The Token Limit: The LLM Prompting Biggest Problem

Currently, one of the biggest problems with LLM prompting is the token limit. When GPT-3 was released, the limit for both the prompt and the output combined was 2,048 tokens. With GPT-3.5, this limit increased to 4,096 tokens. Now, GPT-4 comes in two variants. One with a limit of 8,192 tokens and another with a limit of 32,768 tokens, around 50 pages of text.

So, what can you do when you might want to do a prompt with a context larger than this limit? Of course, the only solution is to make the context shorter. But how can you make it shorter and at the same time have all the relevant information? The solution: store the context in a vector database and find the relevant context with a similarity search query.

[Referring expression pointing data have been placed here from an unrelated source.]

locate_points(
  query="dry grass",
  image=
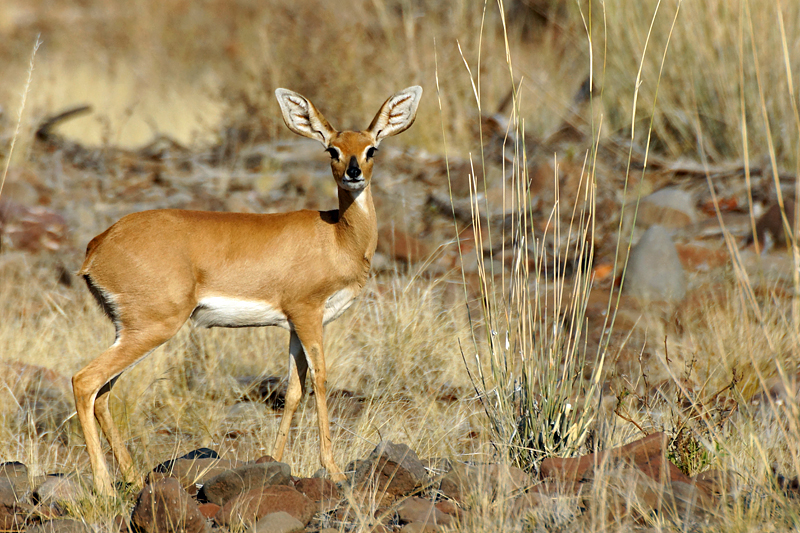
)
(400, 346)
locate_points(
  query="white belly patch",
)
(338, 304)
(220, 311)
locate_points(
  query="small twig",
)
(629, 419)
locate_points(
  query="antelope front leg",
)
(311, 338)
(103, 415)
(294, 393)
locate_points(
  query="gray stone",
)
(222, 488)
(654, 269)
(670, 207)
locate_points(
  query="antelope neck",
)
(357, 221)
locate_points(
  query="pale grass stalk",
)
(24, 98)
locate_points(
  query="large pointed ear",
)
(397, 114)
(302, 117)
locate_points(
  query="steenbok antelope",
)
(151, 271)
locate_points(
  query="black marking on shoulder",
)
(102, 300)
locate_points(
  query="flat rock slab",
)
(495, 479)
(246, 509)
(391, 469)
(224, 487)
(422, 511)
(165, 507)
(317, 488)
(191, 472)
(279, 522)
(57, 490)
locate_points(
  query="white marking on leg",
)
(227, 312)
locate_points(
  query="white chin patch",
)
(224, 312)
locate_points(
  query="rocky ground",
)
(391, 489)
(693, 233)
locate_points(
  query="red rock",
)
(696, 256)
(647, 454)
(32, 229)
(165, 508)
(247, 508)
(209, 509)
(448, 507)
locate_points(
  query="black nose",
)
(352, 168)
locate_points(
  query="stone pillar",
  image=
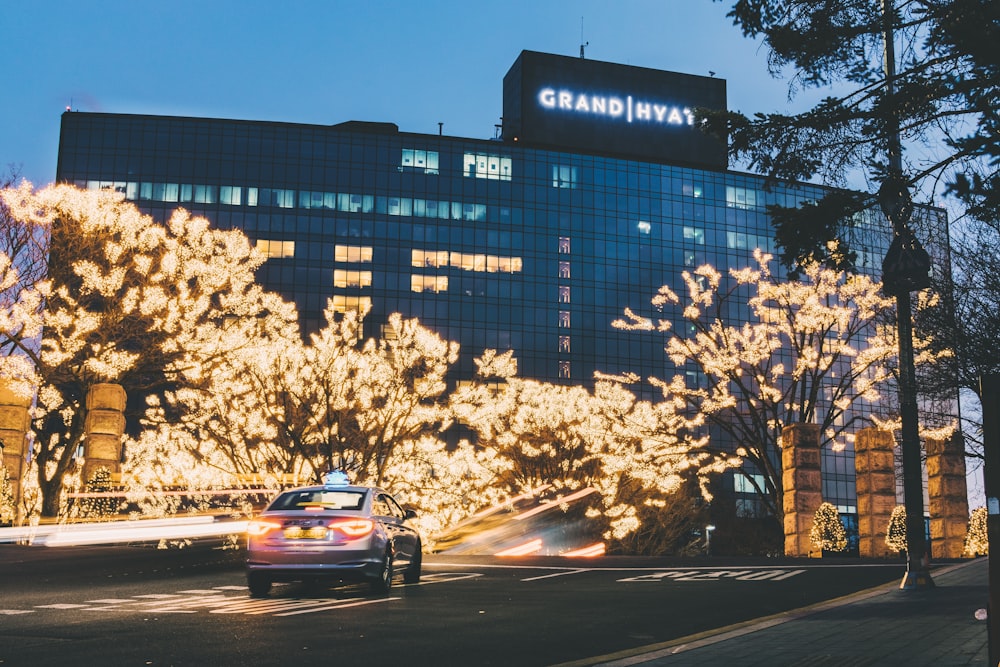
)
(802, 486)
(105, 426)
(14, 423)
(947, 496)
(876, 486)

What Are Vector Embeddings?

Let’s start by explaining what vector embeddings are. Roy Keynes’ definition is: “Embeddings are learned transformations to make data more useful.” A neural network learns to transform the text into a vector space that contains its actual meaning. This is more useful because it can find synonyms and the syntactical and semantical relationships between words. This visual helps us understand how those vectors can encode meaning:


What Do Vector Databases Do?

A vector database stores and indexes vector embeddings. This is useful for the fast retrieval of vectors and looking for similar vectors.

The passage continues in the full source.